With respect to the effect of a moratorium on Soviet ICBM and SLBM force levels, a freeze that began on 1 October 1969 would limit the number of ICBMs—operational and under construction on that date—to about 1,400. The total number of SLBMs, operational and under construction, would be stopped at about 480 launch tubes in 55 ballistic missile submarines (this includes 31 older boats with a total of 99 tubes). Assuming no moratorium and present rates of construction, [Page 128] the Soviets could have, by 1 August 1970, a total of about 1,580 ICBMs (including 302 under construction) and 560 launchers on ballistic missile submarines (including 272 launchers on 17 Y-class submarines in various stages of construction). The details on projected Soviet ICBM and SLBM force levels are given in the attached table.3
3.
With respect to US capabilities to determine the status of these Soviet forces at the time a moratorium began and throughout its duration, we are as you know participating in a comprehensive inter-agency review of verification and monitoring problems. Without prejudicing the outcome of the review, it appears that a comprehensive freeze on strategic weapons would in general ease problems of monitoring. As the comprehensiveness of an agreement increases, the likelihood of detecting an intensive effort to alter clandestinely the strategic relationship would be greater.
4.
In event of a moratorium, we would have confidence in our ability to monitor within narrow limits the numbers of ICBM sites and ballistic missile submarines. Monitoring MIRV/MRV testing is a more difficult problem and is one of those matters now under intensive review.
5.
There are other matters relevant to a moratorium that remain to be studied.

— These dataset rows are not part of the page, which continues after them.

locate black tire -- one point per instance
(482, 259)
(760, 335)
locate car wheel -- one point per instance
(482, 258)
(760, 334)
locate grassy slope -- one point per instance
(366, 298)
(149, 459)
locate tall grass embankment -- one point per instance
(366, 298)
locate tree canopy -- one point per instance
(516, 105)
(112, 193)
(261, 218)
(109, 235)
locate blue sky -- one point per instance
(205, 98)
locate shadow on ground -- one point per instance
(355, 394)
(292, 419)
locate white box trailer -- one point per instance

One of these is the question of how evidence indicative of a possible violation of a moratorium’s terms would be handled. If a US-Soviet Review Commission were established, as some have suggested, we would have to study the potential risks in the use of intelligence information to support the US members of such a Commission.
Richard Helms 4
  1. Source: Central Intelligence Agency, DCI Executive Registry Files, Job 80–R01580R, Box 5, MIRV. Secret. Concurred in by Duckett and R. J. Smith on August 4.
  2. See footnote 2, Document 31.
  3. Attached but not printed.
  4. Printed from a copy that bears Helms’s typed signature and an indication that he signed the original.